Cardinal Parolin asked Vatican bank for loan to exit troubling London realty deal

Parolin, the Vatican’s secretary of state, said he intended to use the loan to pay off a mortgage on the property that was weighing heavily on the Vatican coffers.

FILE - The Vatican secretary of state Cardinal Pietro Parolin attends at the 150th anniversary of the arrival of Catholic missionaries in China from an Italian religious order meeting, in Milan, Italy, Saturday, Oct. 3, 2020. (AP Photo/Antonio Calanni)

VATICAN CITY (RNS) — Cardinal Pietro Parolin, the second-highest-ranking official at the Vatican, requested a loan two years ago from the Vatican Bank, also referred to as the IOR, or Institute of Religious Works, hoping to buy a high-priced property in London currently at the center of the institution’s financial scandals, calling it “a valid investment,” according to a letter leaked to the Italian newspaper Domani.

The letter, dated March 4, 2019, represents the first time Parolin’s name has been linked to the troublesome London deal. Speaking to reporters in October of that year, Parolin referred to the London investment as “rather opaque,” while promising that the Vatican was making every effort “to clear it up.”

He made no mention at the time of the loan, which was not ultimately approved.
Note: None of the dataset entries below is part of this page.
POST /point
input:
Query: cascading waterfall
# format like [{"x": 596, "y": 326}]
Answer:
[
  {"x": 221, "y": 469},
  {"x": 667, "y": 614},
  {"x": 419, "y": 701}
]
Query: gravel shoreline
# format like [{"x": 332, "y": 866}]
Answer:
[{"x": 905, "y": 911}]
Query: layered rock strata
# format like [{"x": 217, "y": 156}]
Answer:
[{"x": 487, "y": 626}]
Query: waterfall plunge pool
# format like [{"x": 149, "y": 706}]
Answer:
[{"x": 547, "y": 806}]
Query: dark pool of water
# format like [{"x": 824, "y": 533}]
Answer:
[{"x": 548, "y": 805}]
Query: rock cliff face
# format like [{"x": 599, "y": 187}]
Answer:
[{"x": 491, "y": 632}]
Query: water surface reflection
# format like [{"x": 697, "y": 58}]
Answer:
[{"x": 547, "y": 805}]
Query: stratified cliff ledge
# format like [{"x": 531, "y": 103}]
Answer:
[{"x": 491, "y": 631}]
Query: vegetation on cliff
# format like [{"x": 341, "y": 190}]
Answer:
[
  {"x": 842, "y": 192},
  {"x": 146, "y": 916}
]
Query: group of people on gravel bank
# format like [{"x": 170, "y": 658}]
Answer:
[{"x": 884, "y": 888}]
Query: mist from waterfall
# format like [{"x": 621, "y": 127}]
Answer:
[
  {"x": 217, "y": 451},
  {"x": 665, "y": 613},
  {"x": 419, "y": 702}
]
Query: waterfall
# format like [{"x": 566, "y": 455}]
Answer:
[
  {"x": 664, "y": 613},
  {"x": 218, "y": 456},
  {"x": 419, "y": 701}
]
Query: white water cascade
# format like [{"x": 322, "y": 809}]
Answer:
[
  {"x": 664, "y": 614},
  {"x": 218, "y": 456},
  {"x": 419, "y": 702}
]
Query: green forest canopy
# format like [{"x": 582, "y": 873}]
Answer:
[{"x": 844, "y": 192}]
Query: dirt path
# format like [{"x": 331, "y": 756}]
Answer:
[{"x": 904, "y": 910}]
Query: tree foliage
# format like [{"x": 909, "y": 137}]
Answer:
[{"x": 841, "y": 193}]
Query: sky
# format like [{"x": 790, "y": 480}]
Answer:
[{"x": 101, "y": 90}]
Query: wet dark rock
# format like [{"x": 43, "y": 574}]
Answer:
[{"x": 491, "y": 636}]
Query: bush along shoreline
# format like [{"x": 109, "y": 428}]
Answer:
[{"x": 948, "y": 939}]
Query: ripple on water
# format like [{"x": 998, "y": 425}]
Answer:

Instead, in June 2019, Gian Franco Mammì, the director general of IOR, halted the loan request and filed a complaint to the Vatican’s promoter of justice, bringing media scrutiny to the London deal.


There is no indication that Parolin is accused of any wrongdoing. 

In the letter, Parolin asked for a loan of 150 million euros from the Vatican Bank. Parolin, the Vatican’s secretary of state, said he intended to use the loan to pay off a mortgage on the property that was weighing heavily on the Vatican coffers.

The letter, sent to IOR’s president, Jean-Baptiste de Franssu, claimed that the “valid investments” made in foreign countries by the Vatican’s Secretariat of State required “confidentiality,” according to the paper’s report. Parolin wrote that due to the market trends at the time, he could not take the money from his own department and needed cash from another source.

“For this reason, we ask this institute to provide a loan of 150 million euros in the short term,” the letter reads, according to the article written by Vatican reporter Emiliano Fittipaldi.

According to the leaked letter, Parolin offered his “gratitude” to the Vatican Bank if it approved the request.

Archbishop Edgar Pena Parra, second in command at the Secretariat of State, also sent two letters to IOR requesting the loan. 

A recent papal decree stripped the Vatican Secretariat of State of all its financial assets, which will be centralized under the Administration of the Patrimony of the Holy See, or APSA, led by Archbishop Nunzio Galantino. Media reports had previously suggested that a part of the money used in the London deal came from Peter’s Pence, a global fund dedicated to the pope’s charitable actions and until recently controlled by the Secretariat of State.


In 2014, the Vatican’s Secretariat of State invested roughly $200 million held in Swiss bank accounts to purchase a minority stake in a deal aimed at transforming a building in London’s Chelsea district into luxury apartments.

The building belonged to Italian investor Raffaele Mincione, who had purchased it in 2012 for about $170 million. Mincione also owned a Luxembourg-based fund called Athena Capital, where the Vatican money was transferred.

The deal ended up being a major loss for the Vatican, but Mincione made a substantial profit, according to the Financial Times. Other Italian entrepreneurs, such as Gianluigi Torzi and Luciano Capaldo, also participated in the deal.

The fallout wreaked havoc in the tenuous power balances inside the Vatican walls, resulting in the defenestration of Tommaso di Ruzza and Renee Bruelhard, who ran the Financial Information Authority, the Vatican anti-money laundering agency. Five other Vatican employees were suspended in October 2019 after their offices were raided by Vatican police.

The largest head to fall because of the London affair was that of Cardinal Angelo Becciu, who was stripped of his cardinal rights by Pope Francis last September and removed from his roles within the Vatican.